☆ 嘘が孕む矛盾 ☆

井出 薫

 iPS細胞を使用した心筋移植の報道は誤報だった。移植を行ったと主張した森口氏は嘘を吐いたと考えられている。しかし、森口氏が嘘を吐いたと私たちはどうやって判断しているのだろうか。

 嘘の条件は少なくとも二つある。まず、当人の信念と異なることを語ること、これが一つ、もう一つは故意であること、この二つだ。しかし、自分が何を信じているかは自分しか知らず、他人には分からない。「日本の現在の首相は小泉純一郎だ」と言ったら嘘を吐いたと思われるが、当人が本当にそう信じていることは十分にあり得る。その場合、嘘を吐いたことにはならない。間違った考えを持っているだけだ。故意かどうかも本人しか分からない。こうしてみると、嘘かどうかの判断はただ本人だけにできることで、外部が判断することはできないことになる。

 しかし、故意かどうかは刑事罰を与えるかどうかの決定的な要件になる。他人を突き倒して大怪我をさせた時、故意であれば刑事罰の可能性が生じる。故意ではなく、偶然又は不可抗力であれば刑事罰が与えられることはない。裁判で被告が真実を証言する保証はない。故意に突き倒したのに、故意ではなく偶然だと証言するかもしれない。その場合、直ちに無罪が宣告される訳ではなく、状況証拠から故意であるかどうかが判断される。

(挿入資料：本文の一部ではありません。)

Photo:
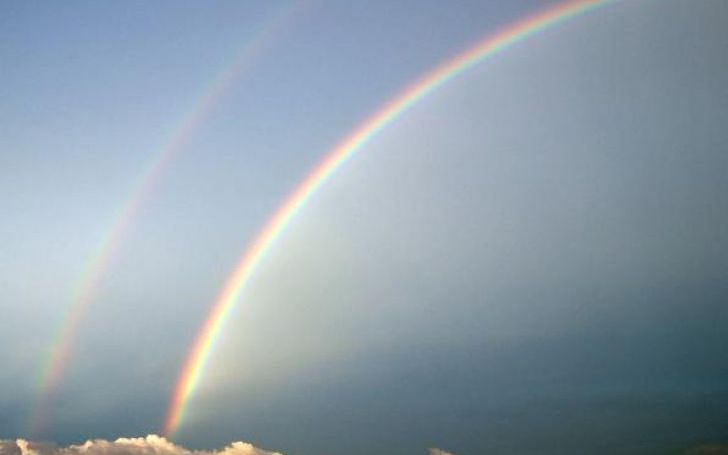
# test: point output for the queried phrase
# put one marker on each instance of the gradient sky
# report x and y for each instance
(532, 260)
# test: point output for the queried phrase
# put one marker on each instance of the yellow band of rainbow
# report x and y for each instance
(214, 324)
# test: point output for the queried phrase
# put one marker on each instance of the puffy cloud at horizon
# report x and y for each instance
(149, 445)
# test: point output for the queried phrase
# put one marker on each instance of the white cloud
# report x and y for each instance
(434, 451)
(150, 445)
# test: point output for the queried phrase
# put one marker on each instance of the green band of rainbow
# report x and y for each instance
(98, 264)
(214, 324)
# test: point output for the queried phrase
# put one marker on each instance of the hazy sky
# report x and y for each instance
(532, 260)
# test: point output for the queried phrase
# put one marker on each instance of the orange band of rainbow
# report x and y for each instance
(214, 324)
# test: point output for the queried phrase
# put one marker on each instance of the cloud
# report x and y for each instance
(151, 445)
(434, 451)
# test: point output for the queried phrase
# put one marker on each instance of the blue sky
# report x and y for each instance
(532, 260)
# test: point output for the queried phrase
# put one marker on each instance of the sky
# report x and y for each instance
(532, 259)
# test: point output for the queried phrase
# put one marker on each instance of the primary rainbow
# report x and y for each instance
(99, 263)
(213, 326)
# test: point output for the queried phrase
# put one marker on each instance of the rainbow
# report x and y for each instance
(213, 326)
(98, 264)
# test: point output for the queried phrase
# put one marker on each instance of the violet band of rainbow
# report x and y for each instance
(97, 266)
(214, 324)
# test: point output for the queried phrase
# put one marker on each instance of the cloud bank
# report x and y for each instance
(151, 445)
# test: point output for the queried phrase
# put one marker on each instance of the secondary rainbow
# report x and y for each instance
(214, 324)
(98, 264)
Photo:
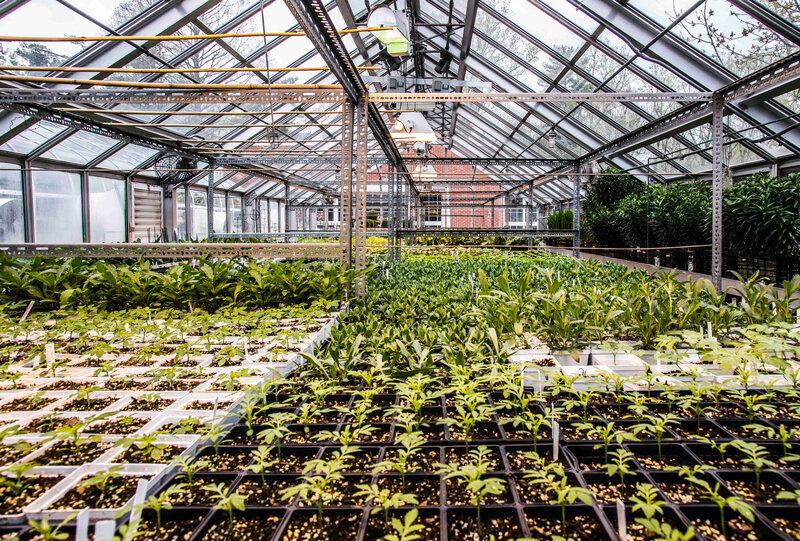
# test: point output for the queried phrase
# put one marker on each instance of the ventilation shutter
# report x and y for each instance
(146, 212)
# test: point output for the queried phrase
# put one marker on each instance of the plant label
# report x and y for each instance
(104, 530)
(82, 525)
(556, 437)
(50, 354)
(138, 500)
(622, 525)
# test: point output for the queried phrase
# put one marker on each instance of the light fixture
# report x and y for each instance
(551, 138)
(443, 66)
(395, 37)
(412, 127)
(425, 171)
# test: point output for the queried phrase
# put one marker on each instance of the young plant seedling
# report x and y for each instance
(472, 477)
(386, 499)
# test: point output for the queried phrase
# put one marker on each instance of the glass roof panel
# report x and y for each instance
(81, 147)
(33, 137)
(127, 158)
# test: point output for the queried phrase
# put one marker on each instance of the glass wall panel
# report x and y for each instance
(106, 209)
(274, 217)
(236, 214)
(220, 216)
(180, 213)
(263, 215)
(12, 222)
(199, 215)
(58, 218)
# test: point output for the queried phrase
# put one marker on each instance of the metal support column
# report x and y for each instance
(576, 215)
(85, 208)
(390, 222)
(286, 210)
(346, 191)
(210, 203)
(529, 221)
(362, 132)
(718, 111)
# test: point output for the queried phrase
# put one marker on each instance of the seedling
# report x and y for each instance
(471, 476)
(161, 502)
(386, 499)
(13, 477)
(736, 503)
(277, 430)
(320, 478)
(406, 529)
(45, 532)
(101, 479)
(756, 457)
(411, 443)
(620, 465)
(263, 461)
(555, 482)
(225, 501)
(189, 467)
(656, 427)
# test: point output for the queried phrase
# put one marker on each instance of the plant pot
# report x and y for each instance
(338, 525)
(502, 523)
(706, 521)
(583, 523)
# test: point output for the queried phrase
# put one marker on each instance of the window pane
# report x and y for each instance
(12, 224)
(274, 217)
(199, 215)
(106, 209)
(180, 218)
(57, 207)
(220, 217)
(236, 214)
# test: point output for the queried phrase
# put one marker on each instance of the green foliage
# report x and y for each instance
(762, 216)
(560, 219)
(55, 283)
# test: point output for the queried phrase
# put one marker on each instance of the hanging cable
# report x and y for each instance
(269, 77)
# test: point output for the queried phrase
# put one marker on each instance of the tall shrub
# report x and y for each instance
(560, 219)
(598, 213)
(761, 216)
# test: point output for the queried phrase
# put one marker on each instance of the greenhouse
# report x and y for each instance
(400, 270)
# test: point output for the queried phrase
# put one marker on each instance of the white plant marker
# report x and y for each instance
(622, 524)
(138, 500)
(104, 530)
(50, 354)
(82, 525)
(30, 306)
(556, 436)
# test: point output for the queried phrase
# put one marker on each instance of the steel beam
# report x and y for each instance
(576, 215)
(530, 97)
(346, 189)
(316, 22)
(361, 133)
(716, 191)
(172, 250)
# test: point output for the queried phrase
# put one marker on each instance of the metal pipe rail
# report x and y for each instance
(173, 250)
(291, 234)
(488, 232)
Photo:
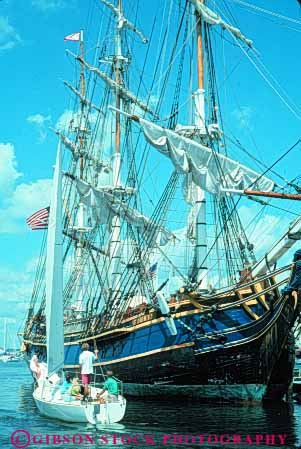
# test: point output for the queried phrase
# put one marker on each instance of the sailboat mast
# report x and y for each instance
(81, 208)
(83, 93)
(115, 237)
(200, 203)
(5, 334)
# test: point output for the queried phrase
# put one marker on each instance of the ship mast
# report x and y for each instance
(115, 237)
(200, 202)
(79, 307)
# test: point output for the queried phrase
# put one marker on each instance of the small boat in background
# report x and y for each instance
(47, 395)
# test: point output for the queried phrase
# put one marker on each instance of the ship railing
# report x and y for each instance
(256, 280)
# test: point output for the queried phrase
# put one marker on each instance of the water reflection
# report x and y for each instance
(154, 418)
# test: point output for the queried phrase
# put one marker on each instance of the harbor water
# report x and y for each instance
(154, 424)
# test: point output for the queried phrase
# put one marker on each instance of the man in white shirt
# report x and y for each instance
(86, 360)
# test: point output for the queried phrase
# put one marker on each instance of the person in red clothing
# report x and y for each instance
(86, 360)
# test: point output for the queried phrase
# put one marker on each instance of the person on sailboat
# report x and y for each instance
(35, 366)
(110, 389)
(86, 360)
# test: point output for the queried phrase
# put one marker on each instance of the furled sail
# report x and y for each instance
(209, 170)
(214, 19)
(98, 165)
(54, 276)
(123, 22)
(105, 206)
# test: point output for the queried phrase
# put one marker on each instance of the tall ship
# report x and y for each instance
(159, 271)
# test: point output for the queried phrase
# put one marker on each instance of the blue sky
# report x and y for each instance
(33, 64)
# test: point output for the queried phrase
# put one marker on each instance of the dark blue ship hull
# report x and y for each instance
(239, 352)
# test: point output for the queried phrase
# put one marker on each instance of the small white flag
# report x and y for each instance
(73, 37)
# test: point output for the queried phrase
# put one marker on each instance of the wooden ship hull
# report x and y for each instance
(234, 346)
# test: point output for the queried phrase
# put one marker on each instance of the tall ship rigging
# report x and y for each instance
(162, 277)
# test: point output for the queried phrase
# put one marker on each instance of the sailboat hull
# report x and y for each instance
(76, 412)
(231, 356)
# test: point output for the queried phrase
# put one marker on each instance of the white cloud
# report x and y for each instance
(40, 122)
(22, 200)
(8, 168)
(15, 294)
(9, 37)
(244, 116)
(25, 200)
(47, 5)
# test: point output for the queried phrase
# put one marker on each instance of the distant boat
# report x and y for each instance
(148, 186)
(47, 396)
(8, 355)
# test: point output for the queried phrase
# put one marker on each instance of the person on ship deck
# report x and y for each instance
(109, 393)
(86, 360)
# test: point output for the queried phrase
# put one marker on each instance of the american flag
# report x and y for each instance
(152, 271)
(39, 220)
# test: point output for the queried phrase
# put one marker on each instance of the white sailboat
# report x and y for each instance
(47, 395)
(7, 356)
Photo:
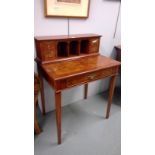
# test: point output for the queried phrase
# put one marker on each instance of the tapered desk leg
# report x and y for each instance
(85, 90)
(111, 91)
(58, 114)
(42, 94)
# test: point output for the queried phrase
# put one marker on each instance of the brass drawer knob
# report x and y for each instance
(91, 77)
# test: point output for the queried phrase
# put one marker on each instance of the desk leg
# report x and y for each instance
(42, 94)
(85, 90)
(111, 91)
(58, 114)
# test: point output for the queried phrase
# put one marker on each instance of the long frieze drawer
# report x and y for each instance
(90, 77)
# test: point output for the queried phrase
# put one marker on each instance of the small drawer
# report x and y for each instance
(94, 45)
(48, 50)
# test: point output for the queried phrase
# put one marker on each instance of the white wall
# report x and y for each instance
(102, 19)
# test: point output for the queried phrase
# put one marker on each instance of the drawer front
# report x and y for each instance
(48, 50)
(90, 77)
(94, 45)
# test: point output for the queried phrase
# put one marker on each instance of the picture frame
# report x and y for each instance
(67, 8)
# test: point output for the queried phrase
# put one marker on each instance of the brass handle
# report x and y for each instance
(94, 41)
(91, 76)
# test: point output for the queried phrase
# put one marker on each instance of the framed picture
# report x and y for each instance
(67, 8)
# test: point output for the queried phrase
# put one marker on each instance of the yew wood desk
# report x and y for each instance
(79, 63)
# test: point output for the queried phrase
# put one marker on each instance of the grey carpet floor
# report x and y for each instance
(85, 131)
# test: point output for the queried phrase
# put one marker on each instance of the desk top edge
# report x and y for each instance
(61, 37)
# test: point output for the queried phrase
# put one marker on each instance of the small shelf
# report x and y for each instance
(62, 49)
(84, 47)
(74, 48)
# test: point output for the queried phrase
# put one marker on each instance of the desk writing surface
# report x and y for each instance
(59, 70)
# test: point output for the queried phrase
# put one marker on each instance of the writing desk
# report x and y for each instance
(64, 73)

 裁判では被告が何を信じていたかも重要な論点になる。ドアが開けて入ってきた者が強盗だと信じてバットで殴って重傷を負わせたとしても罪には問われない。しかし妻であることを知りながら殴打したら罪に問われる。だが、ここでも、被告が真実を言う保証はない。それゆえ被告が何を認知したかは状況証拠で決まる。

 こうして、「嘘」は、普段私たちが信じている条件とは全く別の基準により判断されることになる。精神的な問題を抱えていない限り、森口氏は嘘を吐いたと誰もが判断する。しかし、明らかに、その判断基準は嘘の条件とは異なる。森口氏が精神的に正常であるにも拘らず、「自分は手術をした」と確信している可能性は否定できない。また、故意ではなく自動的に口から虚偽が語られる可能性もある。その場合は精神的に正常ではないということになるが、外部からは異常な徴候が全く認知されず、嘘を吐いたと判断される可能性も否定できない。

 この矛盾はどこから生じるのか。それは嘘の条件が専ら内的なもの(主観)に依存していることから来る。しかし法廷などでは、証拠とは客観的なものであることが要請される。だから矛盾が生じる。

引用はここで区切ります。